The inherent ‘elasticity’ of cloud resources enables companies to scale their computational resources in relation to the amount of genomic data that they need to analyze. Unlike with in-house HPCs, this means that there is no risk money will be wasted on idle computational resources.
Elasticity also extends to storage: data can be downloaded directly to the cloud and removed once the analyses are finished, with many protocols and best practices in place to ensure data protection. Cloud resources are allocated in virtualized slices called ‘instances’. Each instance hardware and software is pre-configured according to the user’s demand, ensuring reproducibility.
Why isn’t cloud computing more mainstream in genomics?
In the world of drug discovery, privacy and data safety are paramount. While cloud providers have developed protocols to ensure the data is safe, some risks still exist, for example, when moving the data. Therefore, large pharmaceutical companies prefer internal solutions to minimize these risks. Privacy remains the main obstacle for pharmaceutical companies to fully embrace the cloud, while the cost to move operations away from HPCs is no longer a barrier.
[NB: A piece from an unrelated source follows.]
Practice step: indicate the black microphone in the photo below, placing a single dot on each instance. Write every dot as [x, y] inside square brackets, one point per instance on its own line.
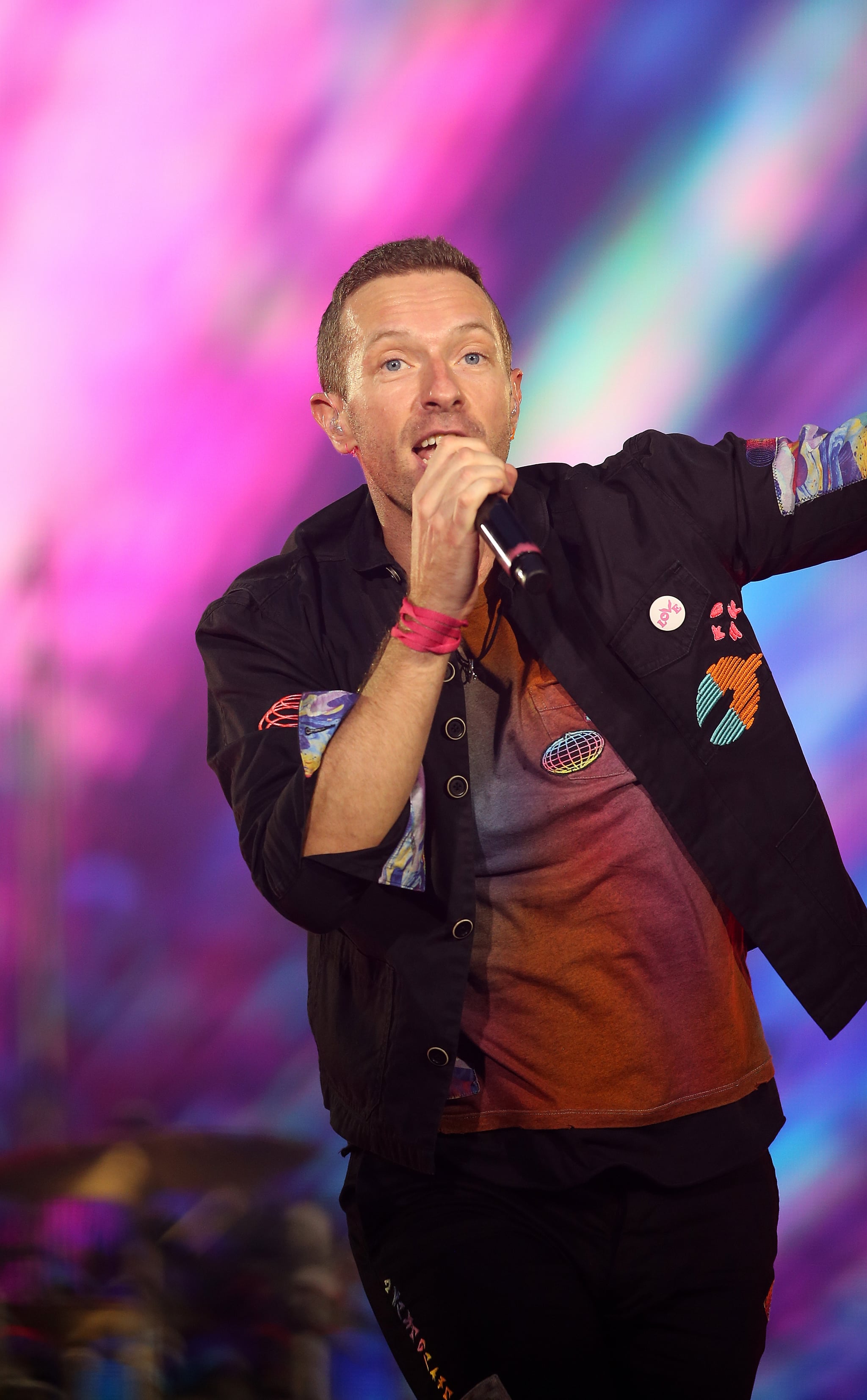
[513, 548]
While risks will always exist to a certain extent, the cloud allows seamless collaboration and reproducibility, both of which are essential for research and drug discovery.
Getting ready for the genomics revolution
It’s no secret that genomics is key to enabling personalized medicine and advancing drug discovery. We are now seeing a genomics revolution where we have an unprecedented amount of data ready to be analyzed.
The challenge now is: are we ready for it? To be analyzed, big data requires massive computation power, effectively becoming an entry barrier for most small organizations. Cloud computing provides an alternative to scale analyses, while at the same time, facilitating reproducibility and collaboration
While the cost and security limitations of cloud computing are preventing companies from fully embracing the cloud, these drawbacks are technical and are expected to be resolved within the next few years.
Many believe that the benefits of the cloud heavily outweigh its limitations. With major tech giants competing to offer the best cloud solutions – a market valued at $340 billion by 2024 – we might be able to expect a drastic reduction in costs. While some privacy concerns may still exist, leading genomics organizations are developing new tools and technologies to protect genomic data.
Taken as a whole, it is likely that the cloud will be increasingly important in accelerating drug discovery and personalized medicine. According to Univa’s Tyreman, it will take around 10–15 years to see the accelerated transition from HPC to cloud, as large organizations are often conservative in embracing novel approaches.
“Distributed big data is the number one overwhelming challenge for life sciences today, the major obstacle impeding progress for precision medicine,” Chatzou Dunford concluded.
“The cloud and associated technologies are already powering intelligent data-driven insights, accelerating research, discovery and novel therapies. I have no doubt we are on the cusp of a genomics revolution.”